7 of 9 people found the following review helpful
Never Too Many Goldbergs! 28 Oct 2010
By Giordano Bruno - Published on Amazon.com
Format: Audio CD
But eventually one can't listen appreciatively to every recorded performance, or afford to buy every CD with the prospect of listening to it only once. This is nowhere near one of my favorite recordings of the Goldberg variations, even though Andreas Staier is an extraordinarily skillful harpsichordist. It ranks far behind the performances on CD by Rousset, Hantaï, Alessandrini, and van Asperen. That's why I'm awarding only three stars, lest anyone buy it in preference to those.

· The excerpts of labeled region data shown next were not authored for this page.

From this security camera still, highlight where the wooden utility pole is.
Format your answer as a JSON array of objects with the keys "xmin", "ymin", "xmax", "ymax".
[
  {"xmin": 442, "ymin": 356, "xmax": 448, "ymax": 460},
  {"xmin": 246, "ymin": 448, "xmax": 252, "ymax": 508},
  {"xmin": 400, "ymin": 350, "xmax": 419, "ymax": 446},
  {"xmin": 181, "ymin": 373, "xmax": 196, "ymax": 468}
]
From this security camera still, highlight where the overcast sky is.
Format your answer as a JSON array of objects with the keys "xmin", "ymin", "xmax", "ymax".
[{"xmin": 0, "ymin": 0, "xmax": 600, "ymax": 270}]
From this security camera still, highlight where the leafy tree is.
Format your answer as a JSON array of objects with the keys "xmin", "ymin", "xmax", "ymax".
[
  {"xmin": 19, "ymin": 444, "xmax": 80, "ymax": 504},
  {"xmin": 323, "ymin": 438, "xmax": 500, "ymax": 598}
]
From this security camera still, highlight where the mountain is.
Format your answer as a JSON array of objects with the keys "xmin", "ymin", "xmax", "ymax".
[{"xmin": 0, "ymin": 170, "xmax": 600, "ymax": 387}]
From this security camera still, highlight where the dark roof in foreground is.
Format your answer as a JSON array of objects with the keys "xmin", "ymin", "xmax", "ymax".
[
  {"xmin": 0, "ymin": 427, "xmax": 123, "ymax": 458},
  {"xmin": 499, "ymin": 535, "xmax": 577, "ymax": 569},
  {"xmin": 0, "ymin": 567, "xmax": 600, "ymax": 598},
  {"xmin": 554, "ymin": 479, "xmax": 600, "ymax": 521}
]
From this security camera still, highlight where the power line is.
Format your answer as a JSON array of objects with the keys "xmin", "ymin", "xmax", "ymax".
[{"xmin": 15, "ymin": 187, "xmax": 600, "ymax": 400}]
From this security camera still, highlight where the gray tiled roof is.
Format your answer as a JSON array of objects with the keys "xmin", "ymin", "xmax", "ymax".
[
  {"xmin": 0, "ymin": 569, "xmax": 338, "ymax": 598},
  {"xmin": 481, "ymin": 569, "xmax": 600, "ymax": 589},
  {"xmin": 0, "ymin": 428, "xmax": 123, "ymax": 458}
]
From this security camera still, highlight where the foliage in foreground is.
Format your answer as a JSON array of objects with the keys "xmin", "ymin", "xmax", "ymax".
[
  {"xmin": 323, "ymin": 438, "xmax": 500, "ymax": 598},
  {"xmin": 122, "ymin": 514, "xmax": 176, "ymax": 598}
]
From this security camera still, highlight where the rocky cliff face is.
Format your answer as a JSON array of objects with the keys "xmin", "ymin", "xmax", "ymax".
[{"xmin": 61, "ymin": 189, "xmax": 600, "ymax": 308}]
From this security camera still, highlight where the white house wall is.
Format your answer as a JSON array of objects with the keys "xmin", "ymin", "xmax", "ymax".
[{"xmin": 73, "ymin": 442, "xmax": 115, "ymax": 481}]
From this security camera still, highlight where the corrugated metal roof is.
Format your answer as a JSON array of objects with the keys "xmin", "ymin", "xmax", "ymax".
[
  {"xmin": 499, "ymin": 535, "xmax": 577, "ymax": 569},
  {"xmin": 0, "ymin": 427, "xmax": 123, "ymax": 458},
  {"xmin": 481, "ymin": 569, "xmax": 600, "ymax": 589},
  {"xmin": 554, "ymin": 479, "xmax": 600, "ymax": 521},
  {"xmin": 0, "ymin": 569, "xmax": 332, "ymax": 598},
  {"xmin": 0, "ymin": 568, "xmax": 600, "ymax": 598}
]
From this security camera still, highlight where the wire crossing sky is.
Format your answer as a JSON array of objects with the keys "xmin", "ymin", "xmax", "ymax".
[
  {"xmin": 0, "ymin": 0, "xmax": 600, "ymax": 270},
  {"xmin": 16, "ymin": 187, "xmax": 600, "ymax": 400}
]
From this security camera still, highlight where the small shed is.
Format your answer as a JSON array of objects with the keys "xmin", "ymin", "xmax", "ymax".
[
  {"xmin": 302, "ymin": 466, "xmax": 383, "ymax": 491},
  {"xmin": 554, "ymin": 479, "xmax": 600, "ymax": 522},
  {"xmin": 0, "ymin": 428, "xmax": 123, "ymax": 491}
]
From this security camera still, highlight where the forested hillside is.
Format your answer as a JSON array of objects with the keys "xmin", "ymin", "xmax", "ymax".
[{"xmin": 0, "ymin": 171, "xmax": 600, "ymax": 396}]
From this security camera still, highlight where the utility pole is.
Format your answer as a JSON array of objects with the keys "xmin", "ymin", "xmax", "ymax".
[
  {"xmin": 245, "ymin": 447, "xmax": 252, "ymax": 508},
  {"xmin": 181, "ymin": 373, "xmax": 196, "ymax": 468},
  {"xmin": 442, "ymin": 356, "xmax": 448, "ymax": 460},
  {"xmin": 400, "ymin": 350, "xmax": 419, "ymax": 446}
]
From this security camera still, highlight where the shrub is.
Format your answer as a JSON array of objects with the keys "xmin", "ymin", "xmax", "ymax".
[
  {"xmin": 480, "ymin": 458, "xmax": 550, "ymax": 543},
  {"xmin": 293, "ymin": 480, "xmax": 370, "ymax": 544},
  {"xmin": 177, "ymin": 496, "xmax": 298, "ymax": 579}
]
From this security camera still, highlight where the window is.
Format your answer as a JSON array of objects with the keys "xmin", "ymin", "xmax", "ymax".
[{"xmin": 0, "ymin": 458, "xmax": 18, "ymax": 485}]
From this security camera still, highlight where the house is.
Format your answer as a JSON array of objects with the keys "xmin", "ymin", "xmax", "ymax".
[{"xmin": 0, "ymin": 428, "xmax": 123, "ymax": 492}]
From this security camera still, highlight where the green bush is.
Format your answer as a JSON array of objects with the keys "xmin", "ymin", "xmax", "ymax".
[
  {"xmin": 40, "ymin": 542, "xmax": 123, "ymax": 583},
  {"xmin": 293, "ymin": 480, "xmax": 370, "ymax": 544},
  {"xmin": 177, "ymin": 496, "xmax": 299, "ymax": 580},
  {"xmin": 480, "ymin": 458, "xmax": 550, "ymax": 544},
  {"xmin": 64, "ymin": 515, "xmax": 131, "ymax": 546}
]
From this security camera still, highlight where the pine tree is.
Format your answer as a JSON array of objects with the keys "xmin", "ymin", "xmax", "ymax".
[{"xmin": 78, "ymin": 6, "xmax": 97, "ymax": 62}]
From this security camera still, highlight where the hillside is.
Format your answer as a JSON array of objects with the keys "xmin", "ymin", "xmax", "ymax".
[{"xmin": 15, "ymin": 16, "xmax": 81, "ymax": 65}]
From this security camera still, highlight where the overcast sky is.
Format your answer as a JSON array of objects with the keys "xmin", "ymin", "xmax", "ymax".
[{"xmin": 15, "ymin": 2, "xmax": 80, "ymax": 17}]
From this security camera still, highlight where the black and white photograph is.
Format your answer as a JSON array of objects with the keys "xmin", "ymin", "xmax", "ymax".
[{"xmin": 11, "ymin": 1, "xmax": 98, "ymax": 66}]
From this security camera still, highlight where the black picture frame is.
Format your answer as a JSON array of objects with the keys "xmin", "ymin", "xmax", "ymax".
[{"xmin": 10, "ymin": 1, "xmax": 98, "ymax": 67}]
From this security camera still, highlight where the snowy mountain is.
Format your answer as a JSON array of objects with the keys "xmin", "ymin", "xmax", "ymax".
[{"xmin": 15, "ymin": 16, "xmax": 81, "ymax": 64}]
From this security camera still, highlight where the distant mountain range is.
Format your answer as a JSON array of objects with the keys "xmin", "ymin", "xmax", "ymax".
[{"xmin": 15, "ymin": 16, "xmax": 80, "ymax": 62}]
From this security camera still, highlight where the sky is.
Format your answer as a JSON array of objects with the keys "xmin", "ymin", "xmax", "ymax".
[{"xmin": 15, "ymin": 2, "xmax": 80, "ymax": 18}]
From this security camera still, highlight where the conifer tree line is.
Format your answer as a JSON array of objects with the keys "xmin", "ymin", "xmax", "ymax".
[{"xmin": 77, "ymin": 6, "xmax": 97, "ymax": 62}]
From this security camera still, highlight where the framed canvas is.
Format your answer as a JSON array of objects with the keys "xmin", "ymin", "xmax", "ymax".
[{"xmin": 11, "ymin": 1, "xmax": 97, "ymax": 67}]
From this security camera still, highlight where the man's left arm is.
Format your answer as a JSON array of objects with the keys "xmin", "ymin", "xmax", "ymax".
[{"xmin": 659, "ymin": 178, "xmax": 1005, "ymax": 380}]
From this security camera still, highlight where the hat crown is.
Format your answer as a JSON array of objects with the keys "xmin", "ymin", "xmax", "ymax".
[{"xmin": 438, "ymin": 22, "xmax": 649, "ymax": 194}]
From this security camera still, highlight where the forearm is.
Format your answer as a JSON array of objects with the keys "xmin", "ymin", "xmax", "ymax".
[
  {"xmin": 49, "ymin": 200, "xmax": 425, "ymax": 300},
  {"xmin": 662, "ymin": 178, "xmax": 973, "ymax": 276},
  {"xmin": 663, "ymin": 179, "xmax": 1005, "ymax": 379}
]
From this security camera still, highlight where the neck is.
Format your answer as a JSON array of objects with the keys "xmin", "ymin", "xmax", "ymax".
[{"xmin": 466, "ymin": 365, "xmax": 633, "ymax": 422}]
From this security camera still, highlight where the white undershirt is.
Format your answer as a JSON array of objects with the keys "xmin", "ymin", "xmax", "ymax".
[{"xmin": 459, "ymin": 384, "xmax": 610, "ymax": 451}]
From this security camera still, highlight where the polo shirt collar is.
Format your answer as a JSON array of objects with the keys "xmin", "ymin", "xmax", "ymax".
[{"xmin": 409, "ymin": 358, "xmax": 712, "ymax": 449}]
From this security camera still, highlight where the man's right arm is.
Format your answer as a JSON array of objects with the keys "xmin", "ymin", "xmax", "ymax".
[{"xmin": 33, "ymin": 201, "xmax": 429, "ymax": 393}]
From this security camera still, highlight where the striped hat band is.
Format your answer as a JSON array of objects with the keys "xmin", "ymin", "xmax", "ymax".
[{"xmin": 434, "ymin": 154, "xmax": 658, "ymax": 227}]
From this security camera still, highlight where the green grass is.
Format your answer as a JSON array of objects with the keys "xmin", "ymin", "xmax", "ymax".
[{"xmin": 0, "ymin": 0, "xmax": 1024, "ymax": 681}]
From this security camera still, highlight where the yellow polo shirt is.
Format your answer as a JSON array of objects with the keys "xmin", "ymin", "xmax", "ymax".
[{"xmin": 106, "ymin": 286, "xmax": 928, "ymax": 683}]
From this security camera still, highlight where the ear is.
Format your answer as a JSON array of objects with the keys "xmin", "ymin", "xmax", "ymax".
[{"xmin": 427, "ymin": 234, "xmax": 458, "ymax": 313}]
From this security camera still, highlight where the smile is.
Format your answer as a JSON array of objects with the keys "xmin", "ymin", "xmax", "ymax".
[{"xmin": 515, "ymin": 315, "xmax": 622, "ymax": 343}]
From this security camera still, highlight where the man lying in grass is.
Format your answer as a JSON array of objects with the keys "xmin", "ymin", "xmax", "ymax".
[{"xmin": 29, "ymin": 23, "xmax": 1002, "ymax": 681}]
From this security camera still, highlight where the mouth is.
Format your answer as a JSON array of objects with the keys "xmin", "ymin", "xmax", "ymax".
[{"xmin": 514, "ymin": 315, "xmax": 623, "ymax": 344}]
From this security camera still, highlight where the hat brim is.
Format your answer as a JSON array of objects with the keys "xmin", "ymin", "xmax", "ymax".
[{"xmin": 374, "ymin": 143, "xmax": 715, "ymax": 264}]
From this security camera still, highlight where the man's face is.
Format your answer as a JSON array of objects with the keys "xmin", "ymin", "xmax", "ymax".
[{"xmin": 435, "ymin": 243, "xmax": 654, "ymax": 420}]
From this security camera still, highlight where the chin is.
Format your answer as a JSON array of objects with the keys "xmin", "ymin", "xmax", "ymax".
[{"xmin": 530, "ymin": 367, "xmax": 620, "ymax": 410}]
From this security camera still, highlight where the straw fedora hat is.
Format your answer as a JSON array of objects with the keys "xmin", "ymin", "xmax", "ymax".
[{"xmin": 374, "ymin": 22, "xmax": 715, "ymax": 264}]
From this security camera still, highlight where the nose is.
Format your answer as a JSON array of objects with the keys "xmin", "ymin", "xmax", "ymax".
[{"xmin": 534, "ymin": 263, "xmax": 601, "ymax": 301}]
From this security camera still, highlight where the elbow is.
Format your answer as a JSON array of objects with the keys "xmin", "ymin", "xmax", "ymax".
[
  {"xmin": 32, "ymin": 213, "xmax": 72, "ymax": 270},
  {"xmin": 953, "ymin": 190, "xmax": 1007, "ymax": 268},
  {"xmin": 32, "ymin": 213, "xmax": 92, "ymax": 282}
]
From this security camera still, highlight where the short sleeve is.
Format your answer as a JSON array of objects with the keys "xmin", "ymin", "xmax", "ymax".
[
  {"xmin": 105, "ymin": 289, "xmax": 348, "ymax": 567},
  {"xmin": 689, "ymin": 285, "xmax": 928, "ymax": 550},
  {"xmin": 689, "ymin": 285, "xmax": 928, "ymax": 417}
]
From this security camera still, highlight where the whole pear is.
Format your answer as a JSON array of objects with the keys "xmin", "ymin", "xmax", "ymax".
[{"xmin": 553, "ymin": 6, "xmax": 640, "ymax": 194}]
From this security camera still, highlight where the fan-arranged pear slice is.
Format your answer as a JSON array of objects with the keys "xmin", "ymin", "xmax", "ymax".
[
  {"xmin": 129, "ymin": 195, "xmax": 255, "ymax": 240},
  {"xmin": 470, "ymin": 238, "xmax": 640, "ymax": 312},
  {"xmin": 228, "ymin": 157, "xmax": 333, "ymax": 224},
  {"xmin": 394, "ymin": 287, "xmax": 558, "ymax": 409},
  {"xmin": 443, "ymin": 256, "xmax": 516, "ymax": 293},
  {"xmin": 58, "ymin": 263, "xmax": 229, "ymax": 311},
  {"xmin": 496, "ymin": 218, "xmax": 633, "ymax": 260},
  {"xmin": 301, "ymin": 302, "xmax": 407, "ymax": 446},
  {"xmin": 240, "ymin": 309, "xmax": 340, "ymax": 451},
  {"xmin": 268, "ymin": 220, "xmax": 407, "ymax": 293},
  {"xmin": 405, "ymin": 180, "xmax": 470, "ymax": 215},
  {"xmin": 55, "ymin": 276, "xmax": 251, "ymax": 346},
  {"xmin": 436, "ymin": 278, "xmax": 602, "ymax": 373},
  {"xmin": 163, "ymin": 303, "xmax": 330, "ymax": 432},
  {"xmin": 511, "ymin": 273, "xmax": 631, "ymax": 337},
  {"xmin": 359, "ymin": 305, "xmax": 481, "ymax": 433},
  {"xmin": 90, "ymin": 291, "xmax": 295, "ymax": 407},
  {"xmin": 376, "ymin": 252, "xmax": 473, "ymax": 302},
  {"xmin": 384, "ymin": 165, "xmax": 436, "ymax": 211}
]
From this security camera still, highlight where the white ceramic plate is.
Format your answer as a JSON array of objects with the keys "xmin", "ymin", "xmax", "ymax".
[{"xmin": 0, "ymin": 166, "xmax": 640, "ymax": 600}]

There are some interesting things about it, however. Staier's interpretation is 'original' almost to the point of eccentricity; you'll hear his odd freedom of phrasing immediately in the first variation, and you'll soon discover that 'adagio' is an invitation to the darkest melancholy rubato. But the most obvious differences you'll hear result from the construction of the harpsichord, putatively a copy of a heavily-built German instrument such as Bach himself would have played. The lower notes -- the left hand -- are massive! Granitic! Why, they sound almost piano-like! Some listeners will be enthralled, once they get used to such a weighty basso, but others will be unsettled. Likewise, the upper register notes are extremely tinkly, just the timbre that harpsichord-haters delight in denouncing. With such contrasting timbres, however, Staier is able to emphasize (exaggerate?) the contrapuntal nature of the various canonic variations at different intervals. The whole effect is more rugged (not rough) than suave. One previous reviewer suggested that Staier's 'sound' harks back to Wanda Landowska's. I don't hear that at all. Landowska's harpsichord was heavy -- not an authentic reproduction of any historical instrument -- but her performance brimmed with vigor and insight, whereas Staier's seems overstudied.

Still, any performance on harpsichord is better than any on piano.